One man’s trash is another’s remedy for a blank wall
Once you’re done wrapping your walls in Ford’s signature shade of white (Crisp Linen by Behr), don’t throw away the drop cloth. Instead, grab some more paint (or charcoal sticks, on Ford’s recommendation) and make it a personal masterpiece. The result: large-scale statement artwork on a limited budget.
Some rules are meant to be broken
In the Ford household, paper isn’t the only art supply that 3-year-old Ever gets to leave her mark on. The furniture (well, some of it at least) is also On boundaries. “We had a couch where she could draw whatever she wanted when she was little,” explains Ford. “And now she has a pair of doors, which I think look better with her Cy Twombly on it!” And when it’s time to start over, Ford relies on the Mr. Clean Magic Eraser (yes, it even works on upholstery) to make surfaces look as good as new again.

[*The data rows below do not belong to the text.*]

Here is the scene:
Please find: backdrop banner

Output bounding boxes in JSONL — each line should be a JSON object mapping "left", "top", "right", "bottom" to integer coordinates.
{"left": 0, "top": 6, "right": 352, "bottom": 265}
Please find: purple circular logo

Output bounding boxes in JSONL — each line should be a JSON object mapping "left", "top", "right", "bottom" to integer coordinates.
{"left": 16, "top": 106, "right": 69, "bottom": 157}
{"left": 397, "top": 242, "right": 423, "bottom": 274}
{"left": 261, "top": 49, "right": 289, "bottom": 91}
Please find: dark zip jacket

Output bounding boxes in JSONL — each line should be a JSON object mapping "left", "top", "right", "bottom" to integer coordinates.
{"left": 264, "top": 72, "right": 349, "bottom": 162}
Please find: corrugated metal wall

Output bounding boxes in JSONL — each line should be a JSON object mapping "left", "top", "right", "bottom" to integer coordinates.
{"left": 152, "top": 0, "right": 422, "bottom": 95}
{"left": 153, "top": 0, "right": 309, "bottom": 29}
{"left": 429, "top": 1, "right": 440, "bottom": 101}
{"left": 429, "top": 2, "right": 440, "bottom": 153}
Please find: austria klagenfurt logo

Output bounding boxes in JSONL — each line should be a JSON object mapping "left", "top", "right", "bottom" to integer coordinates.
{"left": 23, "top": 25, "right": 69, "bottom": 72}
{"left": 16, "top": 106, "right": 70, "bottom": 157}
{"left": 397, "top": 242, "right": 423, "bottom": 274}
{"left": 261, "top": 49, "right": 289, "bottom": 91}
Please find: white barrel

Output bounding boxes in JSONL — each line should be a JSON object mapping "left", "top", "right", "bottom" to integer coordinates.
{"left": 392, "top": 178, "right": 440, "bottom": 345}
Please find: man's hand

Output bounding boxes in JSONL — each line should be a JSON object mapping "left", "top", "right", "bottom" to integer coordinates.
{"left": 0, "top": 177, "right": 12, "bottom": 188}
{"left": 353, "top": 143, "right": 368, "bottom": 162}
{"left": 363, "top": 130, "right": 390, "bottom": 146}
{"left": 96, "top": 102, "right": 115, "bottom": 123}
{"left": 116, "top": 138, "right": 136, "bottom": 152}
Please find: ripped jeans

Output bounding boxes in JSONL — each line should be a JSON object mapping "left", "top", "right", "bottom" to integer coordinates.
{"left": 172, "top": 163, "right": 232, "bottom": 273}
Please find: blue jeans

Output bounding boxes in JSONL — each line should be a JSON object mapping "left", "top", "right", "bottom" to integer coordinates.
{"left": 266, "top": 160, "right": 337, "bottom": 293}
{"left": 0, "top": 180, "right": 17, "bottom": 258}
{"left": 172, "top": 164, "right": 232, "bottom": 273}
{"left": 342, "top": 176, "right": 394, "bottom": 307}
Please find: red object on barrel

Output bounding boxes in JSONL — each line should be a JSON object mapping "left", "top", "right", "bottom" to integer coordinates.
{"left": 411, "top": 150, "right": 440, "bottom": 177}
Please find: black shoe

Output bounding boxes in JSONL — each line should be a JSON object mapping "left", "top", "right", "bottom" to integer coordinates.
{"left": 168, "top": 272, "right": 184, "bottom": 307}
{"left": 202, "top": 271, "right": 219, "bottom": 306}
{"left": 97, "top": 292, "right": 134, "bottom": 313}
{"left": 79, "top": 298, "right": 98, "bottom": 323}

Collect inspiration with what you have
Between dreamy shots of Frank Lloyd Wright’s iconic Fallingwater property, sketches from the designer’s Crate & Barrel collab and punchy text overlays, Ford’s debut issue offers plenty of opportunities to get started with your own collage. “I like it when they look spicy,” she says. “And for hanging, I use whatever is convenient: a nail, tape, a pin, staples, glue, a paper clip.” In other words, it’s okay to be messy.